In a long-lasting diplomatic conflict between China and Japan, the two countries’ ambassadors have invoked the fictional evil wizard of the Harry Potter series, Lord Voldemort, to describe the relations between the two states.
In an opinion piece published in Britain’s Daily Telegraph newspaper on Monday, Tokyo’s envoy to London, Keiichi Hayashi compared Beijing to the villain of JK Rowling’s multi-million selling books.
“East Asia is now at a crossroads. There are two paths open to China,” he wrote.
“One is to seek dialogue, and abide by the rule of law. The other is to play the role of Voldemort in the region by letting loose the evil of an arms race and escalation of tensions, although Japan will not escalate the situation from its side,” he said according to the international press.

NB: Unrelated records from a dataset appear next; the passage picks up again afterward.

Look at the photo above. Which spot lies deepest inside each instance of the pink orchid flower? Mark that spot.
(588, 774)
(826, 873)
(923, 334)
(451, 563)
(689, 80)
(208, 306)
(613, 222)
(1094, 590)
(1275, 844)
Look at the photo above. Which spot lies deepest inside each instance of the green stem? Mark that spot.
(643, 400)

“The answer seems obvious. Although China has so far refused to enable dialogue between our leaders, I sincerely hope that it will come forward, rather than keep invoking the ghost of ‘militarism’ of seven decades ago, which no longer exists,” Hayashi wrote.
China replied: “If militarism is like the haunting Voldemort of Japan, the Yasukuni Shrine in Tokyo is a kind of horcrux, representing the darkest parts of that nation’s soul,” the Chinese envoy wrote, referring to the latest scandal between the two countries, caused by Shinzo Abe’s visit to a controversial war shrine, Yasukuni, which honors Japanese war dead, including men convicted of serious war crimes in the wake of Japan’s 1945 World War II defeat.
Another important conflict between the two countries is caused by a set of disputed islands in East China Sea. The territorial conflict lasts for more than an year, as both states claim the ownership of the islands which are known as Senkakus in Japan, respectively as Diaoyu in China.